Ann deposited $4000 into an account with 5.2 interest, compounded quarterly. Assuming that no withdrawals are made, how much will she have in the account after 3 years?
P=principal ($4000) or present value
r=interest rate per period (5.2% p.a.= 1.3% per quarter)
n=number of periods (3*4 quarters = 12)
Amount after 3 years (future value)
=P(1+r)^n
=4000(1.013)^12
= ?
Chris deposited $4,000 into an account with 2.6% interest, compounded quarterly. Assuming that no withdrawals are made how much will he have in the account after 4 years?
Well, since Ann deposited $4000 into an account, I hope she remembered to get a receipt. Can't have those hard-earned dollars disappearing, right? Now, let's get calculating.
If the interest is 5.2%, compounded quarterly, we need to first figure out the quarterly interest rate. So, we divide 5.2% by 4 because there are 4 quarters in a year.
That gives us a quarterly interest rate of 1.3%. Now, let's use the magic of compounding interest to find out how much Ann will have after 3 years.
After the first quarter, Ann's balance will be $4000 + ($4000 * 1.3%).
After the second quarter, Ann's balance will be [previous balance] + ([previous balance] * 1.3%).
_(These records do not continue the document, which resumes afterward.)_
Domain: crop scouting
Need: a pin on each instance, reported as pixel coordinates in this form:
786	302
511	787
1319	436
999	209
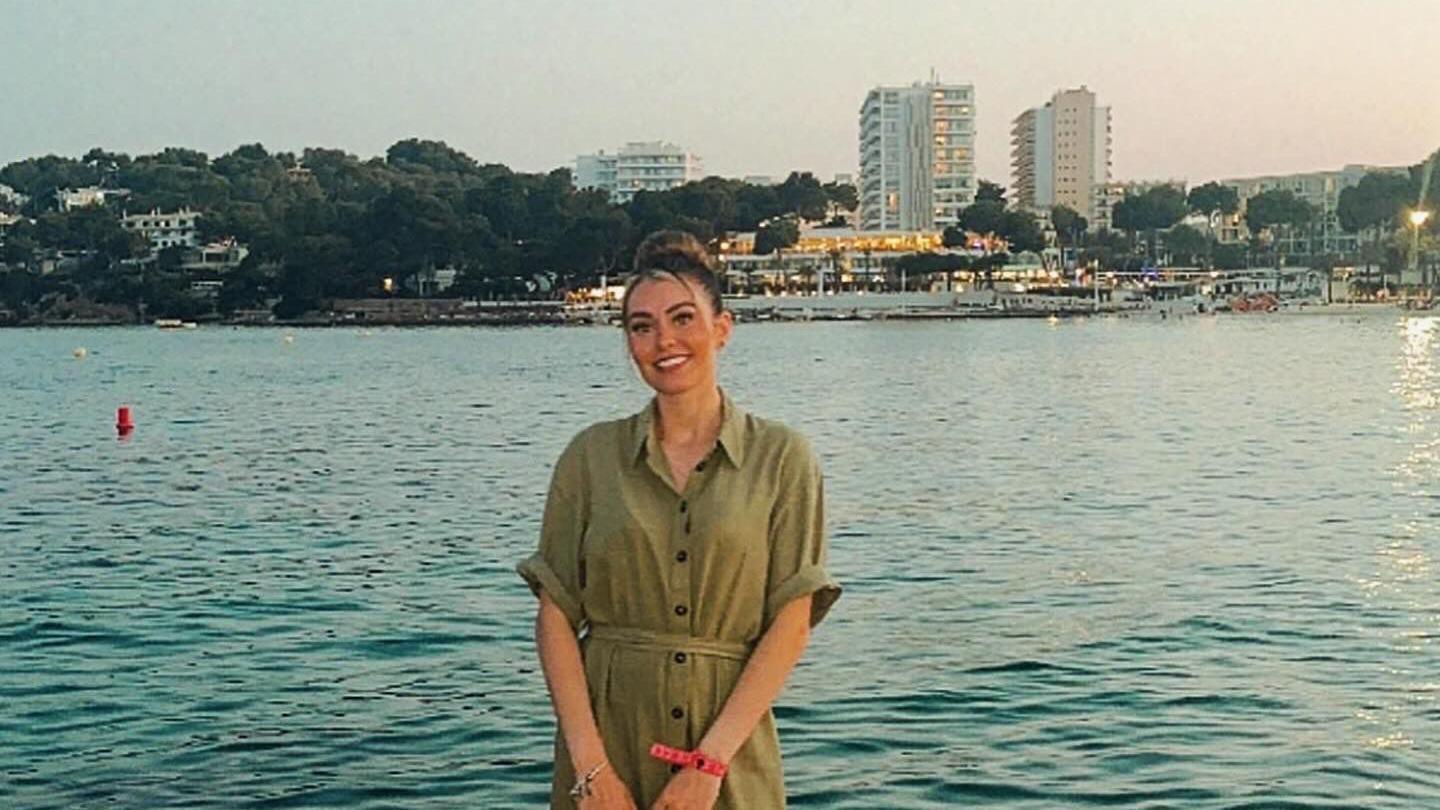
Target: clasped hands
686	790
And we continue this cycle for 12 quarters since we're calculating over 3 years.
So, pull out your calculator, and let's start multiplying and adding those numbers. But remember, no funny business with the decimals, okay?
After all the calculations are done, Ann should have a whopping amount in her account. Just don't forget to tell her to take her clown advisor out for a fancy dinner with some of that money!
To find out how much Ann will have in the account after 3 years with compound interest, we can use the formula for compound interest:
A = P(1 + r/n)^(nt)
Where:
A = the amount of money after the specified time period
P = the principal amount (initial deposit)
r = the interest rate (as a decimal)
n = the number of times interest is compounded per year
t = the number of years
In this case, Ann deposited $4000, the interest rate is 5.2% or 0.052 as a decimal, the interest is compounded quarterly, which means n = 4 (since there are 4 quarters in a year), and the time period is 3 years.
Plugging the values into the formula:
A = 4000(1 + 0.052/4)^(4*3)
Now, let's simplify the equation step by step:
A = 4000(1 + 0.013)^12
A = 4000(1.013)^12
A = 4000(1.1774)
Now, we can calculate the final amount Ann will have in the account after 3 years:
A ≈ $4709.60
Therefore, Ann will have approximately $4709.60 in the account after 3 years, assuming no withdrawals are made.